飽受顛簸與屈辱的大周使節團,終於抵達了上京的衛城。
這裡距離上京,不過幾十里路程。
看著眼前高大巍峨的城牆,和城門口那些雖依舊倨傲,但總算穿著官服的北狄官員。
姜承軒緊繃了兩天的心,終於鬆懈了下來。
這兩日,當真是豬狗不如。
回想起那個北狄校尉和手下士兵的嘴臉,他現在還恨得牙癢癢。
秀才遇到兵,有理說不清。
他一個大周的使節,面對那些只認刀子的丘八,真是受盡了磋磨。
他回頭看了一眼身後的馬車。
兩個兒子,早已沒了出關時的意氣風發。
此刻兩人面黃肌瘦眼窩深陷,像是兩根被霜打了的茄子。
而他的蓉兒……
姜承嘆了口氣,心疼不已。
自從那日受辱之後,姜悅蓉就像是變了個人。
不哭不鬧也不說話,整日整日地將自己縮在馬車最深的角落裡。
除了必要,她甚至一步都不肯下車。
對她而言,這逼仄搖晃的馬車也總好過那些骯髒惡臭的茅草房。
“來者可是大周使節團?”
城門口,一名身著緋色官袍的北狄官員高聲問道。
姜承軒連忙整理了一下被風吹得凌亂的衣冠,從袖中取出大周的國書,雙手奉上。
“下官姜承軒,奉我朝陛下之命,出使貴國。”
那官員接過國書草草看了一眼,態度總算客氣了幾分。
“姜大人一路辛苦。”
官面上的一句客套話,卻讓姜承軒差點落下淚來。
他立刻開口,第一件事便是要控告。
“這位大人,下官有一事相告!貴國有一校尉,沿途對我使節團百般刁難,極盡羞辱之能事,還望大人……”
“哦?”
那禮部官員挑了挑眉,打斷了他的話。
“你放心,此事本官記下了定會嚴查!”
“至於眼下,各位遠來是客,本官已在城中備下薄宴,為各位接風洗塵,還請姜大人賞光。”

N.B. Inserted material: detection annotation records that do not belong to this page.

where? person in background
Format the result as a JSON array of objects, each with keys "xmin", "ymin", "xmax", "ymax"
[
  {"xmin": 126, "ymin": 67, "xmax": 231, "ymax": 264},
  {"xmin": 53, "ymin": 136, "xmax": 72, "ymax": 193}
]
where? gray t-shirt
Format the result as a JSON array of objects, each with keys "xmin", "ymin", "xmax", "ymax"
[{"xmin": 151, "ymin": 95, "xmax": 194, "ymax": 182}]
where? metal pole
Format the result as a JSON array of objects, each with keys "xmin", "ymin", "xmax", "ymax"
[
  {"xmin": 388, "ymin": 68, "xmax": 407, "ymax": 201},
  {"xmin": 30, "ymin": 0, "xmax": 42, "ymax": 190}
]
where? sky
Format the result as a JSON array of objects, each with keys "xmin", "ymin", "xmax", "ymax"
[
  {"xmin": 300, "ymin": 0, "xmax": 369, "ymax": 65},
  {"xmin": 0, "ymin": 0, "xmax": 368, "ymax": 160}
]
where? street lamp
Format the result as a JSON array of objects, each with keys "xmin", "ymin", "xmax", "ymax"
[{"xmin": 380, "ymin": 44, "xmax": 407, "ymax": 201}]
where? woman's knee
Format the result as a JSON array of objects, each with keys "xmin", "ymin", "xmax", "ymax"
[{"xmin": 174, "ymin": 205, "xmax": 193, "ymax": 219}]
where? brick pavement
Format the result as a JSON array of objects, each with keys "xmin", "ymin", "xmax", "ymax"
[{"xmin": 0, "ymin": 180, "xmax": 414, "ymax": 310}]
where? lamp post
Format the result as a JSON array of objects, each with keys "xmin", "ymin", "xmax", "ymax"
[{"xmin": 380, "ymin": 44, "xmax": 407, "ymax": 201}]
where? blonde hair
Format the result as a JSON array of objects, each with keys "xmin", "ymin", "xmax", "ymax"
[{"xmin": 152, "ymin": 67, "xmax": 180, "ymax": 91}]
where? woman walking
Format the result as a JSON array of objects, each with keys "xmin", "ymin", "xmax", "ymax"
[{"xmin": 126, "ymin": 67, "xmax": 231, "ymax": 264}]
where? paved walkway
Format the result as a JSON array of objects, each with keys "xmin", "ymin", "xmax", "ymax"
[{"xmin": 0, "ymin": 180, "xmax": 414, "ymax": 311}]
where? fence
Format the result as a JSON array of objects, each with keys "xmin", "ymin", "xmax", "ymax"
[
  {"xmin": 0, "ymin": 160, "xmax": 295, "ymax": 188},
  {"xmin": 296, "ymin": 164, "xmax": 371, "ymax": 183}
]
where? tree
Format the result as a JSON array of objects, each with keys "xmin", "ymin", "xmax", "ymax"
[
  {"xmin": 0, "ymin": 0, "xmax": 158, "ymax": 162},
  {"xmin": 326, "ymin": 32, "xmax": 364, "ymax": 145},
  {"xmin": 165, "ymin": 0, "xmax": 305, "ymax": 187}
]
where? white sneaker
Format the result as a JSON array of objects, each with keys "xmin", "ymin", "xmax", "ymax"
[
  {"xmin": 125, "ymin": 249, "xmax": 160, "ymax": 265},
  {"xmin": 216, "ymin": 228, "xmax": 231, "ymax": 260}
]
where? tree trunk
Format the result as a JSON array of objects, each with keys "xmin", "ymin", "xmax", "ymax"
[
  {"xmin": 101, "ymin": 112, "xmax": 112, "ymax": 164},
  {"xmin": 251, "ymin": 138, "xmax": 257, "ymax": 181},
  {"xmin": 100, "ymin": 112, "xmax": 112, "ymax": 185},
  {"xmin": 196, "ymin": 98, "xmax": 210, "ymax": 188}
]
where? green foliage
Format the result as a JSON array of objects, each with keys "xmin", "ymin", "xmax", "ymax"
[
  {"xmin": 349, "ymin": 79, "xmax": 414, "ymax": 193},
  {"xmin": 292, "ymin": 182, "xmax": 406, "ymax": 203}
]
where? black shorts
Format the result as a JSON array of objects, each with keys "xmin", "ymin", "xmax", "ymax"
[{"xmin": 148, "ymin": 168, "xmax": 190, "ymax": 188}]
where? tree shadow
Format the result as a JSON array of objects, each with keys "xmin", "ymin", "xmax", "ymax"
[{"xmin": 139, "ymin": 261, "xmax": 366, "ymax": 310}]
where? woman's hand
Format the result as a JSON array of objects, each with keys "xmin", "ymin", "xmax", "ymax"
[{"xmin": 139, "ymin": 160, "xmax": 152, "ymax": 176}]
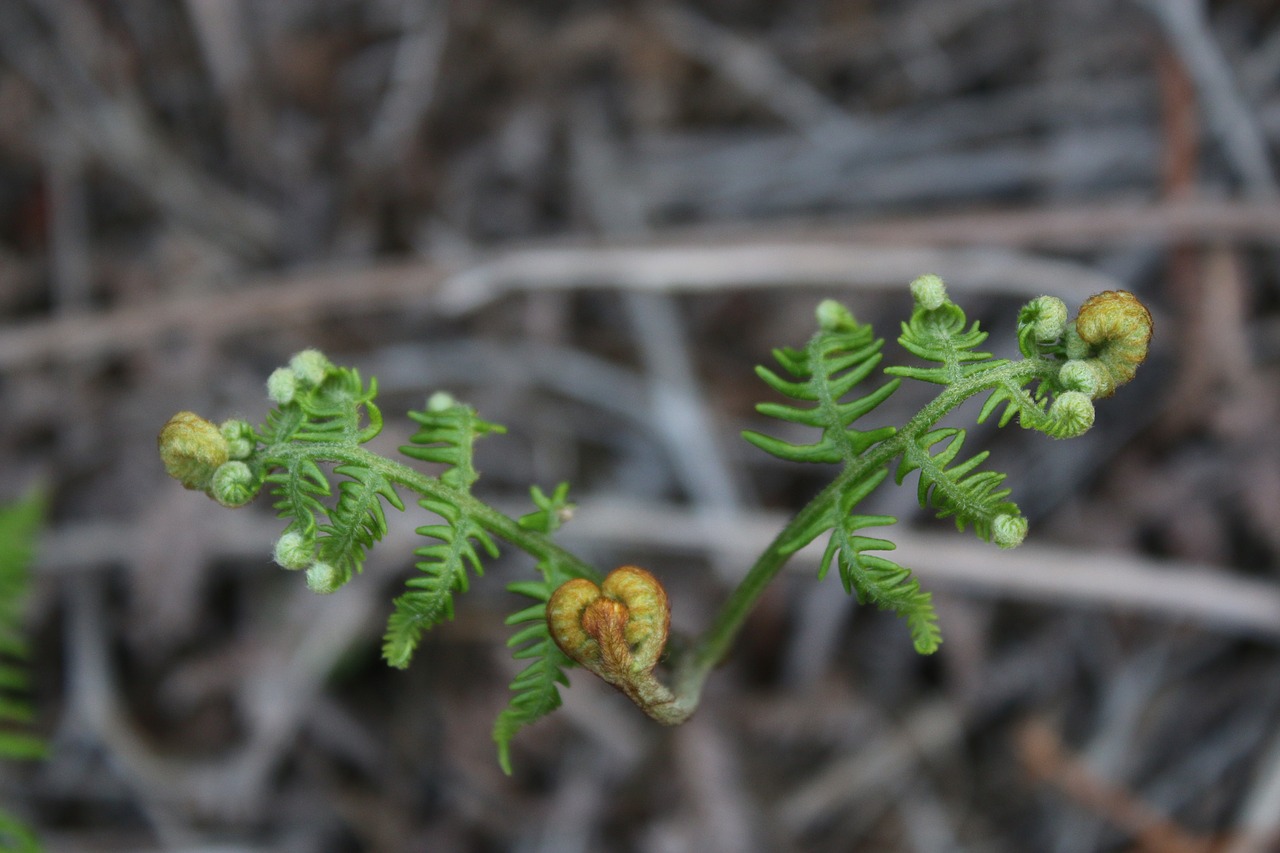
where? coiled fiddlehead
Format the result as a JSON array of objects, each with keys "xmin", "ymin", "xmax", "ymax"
[
  {"xmin": 160, "ymin": 275, "xmax": 1151, "ymax": 772},
  {"xmin": 744, "ymin": 275, "xmax": 1151, "ymax": 653}
]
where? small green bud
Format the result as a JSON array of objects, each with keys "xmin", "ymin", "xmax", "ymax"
[
  {"xmin": 911, "ymin": 273, "xmax": 947, "ymax": 311},
  {"xmin": 1048, "ymin": 391, "xmax": 1093, "ymax": 438},
  {"xmin": 275, "ymin": 530, "xmax": 316, "ymax": 571},
  {"xmin": 1018, "ymin": 296, "xmax": 1066, "ymax": 343},
  {"xmin": 209, "ymin": 460, "xmax": 259, "ymax": 507},
  {"xmin": 814, "ymin": 300, "xmax": 858, "ymax": 332},
  {"xmin": 266, "ymin": 368, "xmax": 298, "ymax": 406},
  {"xmin": 218, "ymin": 419, "xmax": 257, "ymax": 459},
  {"xmin": 289, "ymin": 350, "xmax": 333, "ymax": 388},
  {"xmin": 991, "ymin": 515, "xmax": 1027, "ymax": 548},
  {"xmin": 307, "ymin": 562, "xmax": 347, "ymax": 596},
  {"xmin": 426, "ymin": 391, "xmax": 458, "ymax": 411},
  {"xmin": 156, "ymin": 411, "xmax": 229, "ymax": 491}
]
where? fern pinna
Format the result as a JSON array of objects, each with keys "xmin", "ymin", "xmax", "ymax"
[
  {"xmin": 0, "ymin": 491, "xmax": 46, "ymax": 853},
  {"xmin": 160, "ymin": 275, "xmax": 1151, "ymax": 772}
]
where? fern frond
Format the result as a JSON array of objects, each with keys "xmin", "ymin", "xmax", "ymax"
[
  {"xmin": 399, "ymin": 393, "xmax": 507, "ymax": 491},
  {"xmin": 383, "ymin": 498, "xmax": 498, "ymax": 669},
  {"xmin": 884, "ymin": 300, "xmax": 1005, "ymax": 386},
  {"xmin": 493, "ymin": 564, "xmax": 573, "ymax": 776},
  {"xmin": 818, "ymin": 469, "xmax": 942, "ymax": 654},
  {"xmin": 742, "ymin": 301, "xmax": 899, "ymax": 464},
  {"xmin": 266, "ymin": 455, "xmax": 330, "ymax": 538},
  {"xmin": 896, "ymin": 428, "xmax": 1021, "ymax": 542}
]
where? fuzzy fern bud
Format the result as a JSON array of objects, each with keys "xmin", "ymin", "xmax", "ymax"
[
  {"xmin": 156, "ymin": 411, "xmax": 230, "ymax": 492},
  {"xmin": 547, "ymin": 566, "xmax": 687, "ymax": 725},
  {"xmin": 1057, "ymin": 359, "xmax": 1106, "ymax": 400},
  {"xmin": 266, "ymin": 368, "xmax": 298, "ymax": 406},
  {"xmin": 1066, "ymin": 291, "xmax": 1152, "ymax": 397},
  {"xmin": 426, "ymin": 391, "xmax": 458, "ymax": 411},
  {"xmin": 1048, "ymin": 391, "xmax": 1093, "ymax": 438},
  {"xmin": 218, "ymin": 419, "xmax": 257, "ymax": 459},
  {"xmin": 307, "ymin": 561, "xmax": 351, "ymax": 596},
  {"xmin": 911, "ymin": 273, "xmax": 947, "ymax": 311},
  {"xmin": 289, "ymin": 350, "xmax": 334, "ymax": 388},
  {"xmin": 274, "ymin": 530, "xmax": 316, "ymax": 571},
  {"xmin": 991, "ymin": 515, "xmax": 1027, "ymax": 548},
  {"xmin": 1018, "ymin": 296, "xmax": 1066, "ymax": 359},
  {"xmin": 814, "ymin": 300, "xmax": 858, "ymax": 332},
  {"xmin": 209, "ymin": 460, "xmax": 259, "ymax": 507}
]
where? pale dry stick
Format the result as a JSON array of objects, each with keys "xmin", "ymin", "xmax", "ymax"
[
  {"xmin": 0, "ymin": 0, "xmax": 280, "ymax": 257},
  {"xmin": 771, "ymin": 701, "xmax": 964, "ymax": 835},
  {"xmin": 653, "ymin": 5, "xmax": 863, "ymax": 142},
  {"xmin": 55, "ymin": 537, "xmax": 379, "ymax": 836},
  {"xmin": 182, "ymin": 0, "xmax": 253, "ymax": 97},
  {"xmin": 1053, "ymin": 643, "xmax": 1171, "ymax": 853},
  {"xmin": 672, "ymin": 710, "xmax": 767, "ymax": 853},
  {"xmin": 0, "ymin": 242, "xmax": 1123, "ymax": 371},
  {"xmin": 562, "ymin": 501, "xmax": 1280, "ymax": 642},
  {"xmin": 1140, "ymin": 0, "xmax": 1276, "ymax": 199},
  {"xmin": 572, "ymin": 101, "xmax": 741, "ymax": 569},
  {"xmin": 1018, "ymin": 720, "xmax": 1213, "ymax": 853}
]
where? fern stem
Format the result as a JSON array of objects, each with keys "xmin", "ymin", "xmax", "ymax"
[
  {"xmin": 271, "ymin": 443, "xmax": 600, "ymax": 580},
  {"xmin": 675, "ymin": 359, "xmax": 1057, "ymax": 711}
]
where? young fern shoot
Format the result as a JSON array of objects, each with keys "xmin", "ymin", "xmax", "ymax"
[{"xmin": 160, "ymin": 275, "xmax": 1151, "ymax": 772}]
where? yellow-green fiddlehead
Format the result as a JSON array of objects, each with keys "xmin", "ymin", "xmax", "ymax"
[{"xmin": 160, "ymin": 275, "xmax": 1151, "ymax": 772}]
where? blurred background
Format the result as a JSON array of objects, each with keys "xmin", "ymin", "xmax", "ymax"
[{"xmin": 0, "ymin": 0, "xmax": 1280, "ymax": 853}]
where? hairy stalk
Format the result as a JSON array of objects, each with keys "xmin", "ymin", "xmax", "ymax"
[
  {"xmin": 159, "ymin": 275, "xmax": 1151, "ymax": 772},
  {"xmin": 676, "ymin": 359, "xmax": 1056, "ymax": 696}
]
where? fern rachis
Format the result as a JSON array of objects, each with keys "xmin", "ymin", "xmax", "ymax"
[{"xmin": 160, "ymin": 275, "xmax": 1151, "ymax": 772}]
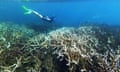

聽到“嚴查”二字,姜承軒就知道這事多半是不了了之了。
可聽到後半句的“設宴接風”,他心中的鬱氣又消散了大半。
他回到車隊,將這個訊息告訴了兒女們。
“什麼?有宴席?”
姜思遠和姜慮威的眼睛瞬間就亮了。
下一刻,二人激動地抱在一起嚎啕大哭,手舞足蹈像兩個傻子。
馬車裡,一直沉默不語的姜悅蓉,那雙空洞的眸子也終於有了一絲神采。
宴會?
會有熱騰騰的飯菜,會有乾淨的桌椅,會有穿著體面的北狄貴人嗎?
一想到這裡,她那顆死寂的心彷彿又重新活了過來。
她立刻來了精神,在馬車裡翻箱倒櫃。
她要找出自己壓在箱底的華麗衣裳,戴上最璀璨的首飾。
她要在宴會之上,一展風采!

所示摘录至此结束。